Le CSPLA plutôt confiant sur le Traité de Marrakech

Antoine Oury - 03.12.2013

Edition - International - CSPLA


En juin dernier, les 186 pays membres de l'OMPI (Organisation Mondiale de la Propriété Intellectuelle) signaient un accord historique, relatif à la circulation des oeuvres accessibles aux publics empêchés de lire. Un texte important, qui facilite les transferts entre les pays, mais qu'il reste désormais à examiner et à faire entrer dans la législation de chaque pays. Le Conseil Supérieur de la Propriété Littéraire et Artistique vient de déposer son rapport.

 

 

Braille

Les oeuvres accessibles ne sont pas seulement des fichiers numériques, mais également des livres en braille ou en gros caractères (Ralph Aichinger, CC BY 2.0)

 

 

Dans ce document de 200 pages, le CSPLA s'attache à examiner et expliciter les différents points du Traité, ainsi qu'à formuler des recommandations vis-à-vis de sa transcription dans les textes. À ce titre, le Traité « fixe précisément le contenu obligatoire, s'agissant, d'une part, des actes couverts par l'exception (droit de reproduction, droit de distribution et droit de mise à disposition du public »), et, d'autre part, de la définition des bénéficiaires finaux ».

 

Première fonction du texte, il procède à une « harmonisation internationale des législations qui ne laisse plus de place aux querelles d'interprétation des règles de conflit de lois », assure le CSPLA. Par ailleurs, le conseil supérieur tient à rassurer les ayants droit, en précisant que le Traité, notamment à l'aide d'un « filet sécurisant » renforce la maîtrise des flux de fichiers, et prévoit également des sanctions en cas d'infractions.

  

Du rapport émergent 5 propositions, dont une dernière qui aura vraisemblablement des répercussions législatives.

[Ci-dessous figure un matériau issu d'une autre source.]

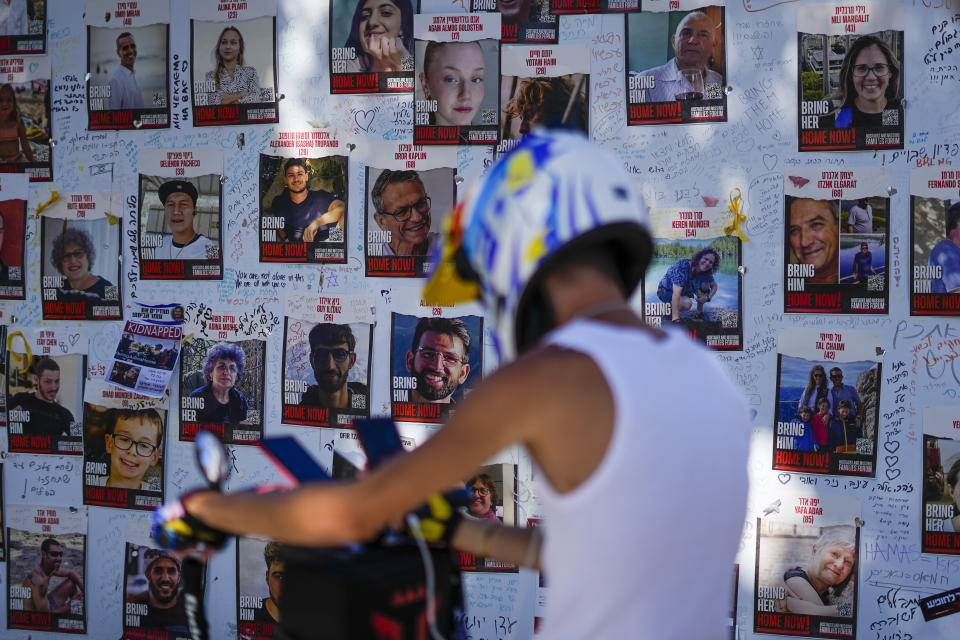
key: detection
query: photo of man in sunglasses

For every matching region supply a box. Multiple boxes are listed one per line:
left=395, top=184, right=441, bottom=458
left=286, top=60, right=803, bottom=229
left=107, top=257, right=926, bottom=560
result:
left=299, top=322, right=367, bottom=409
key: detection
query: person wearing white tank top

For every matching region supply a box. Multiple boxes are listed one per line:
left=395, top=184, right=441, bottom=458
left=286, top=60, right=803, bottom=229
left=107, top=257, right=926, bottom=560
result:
left=171, top=132, right=749, bottom=640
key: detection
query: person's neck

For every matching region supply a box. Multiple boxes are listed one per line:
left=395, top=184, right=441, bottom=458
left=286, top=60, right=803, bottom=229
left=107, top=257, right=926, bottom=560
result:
left=807, top=573, right=830, bottom=593
left=173, top=229, right=197, bottom=245
left=210, top=385, right=230, bottom=404
left=316, top=383, right=350, bottom=409
left=853, top=96, right=887, bottom=113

  • Proposition 1 : Veiller à ce que le Traité soit signé et ratifié par la France dans les meilleurs délais
  • Proposition n°2 : Encourager nos partenaires européens à faire de même
  • Proposition n°3 : Œuvrer, au sein des instances de l'Union européennes, en vue d'une transposition rapide des obligations du Traité dans l'ordre juridique communautaire
  • Proposition n°4 : Conclure une série d'accords bilatéraux en vue de développer les échanges transfrontaliers, en commençant par les pays francophones et anglophones
  • Proposition n°5 : Modifier au plus vite l'article L.122-5 (7°) du Code de la propriété intellectuelle en y transposant les dispositions du Traité de Marrakech

Rappelons que la Commission européenne envisage de fournir aux États membres de l'Union « le projet de décision pour la signature de l'accord de Marrakech » dans quelques semaines, d'après Michel Barnier, chargé du Marché intérieur et des Services.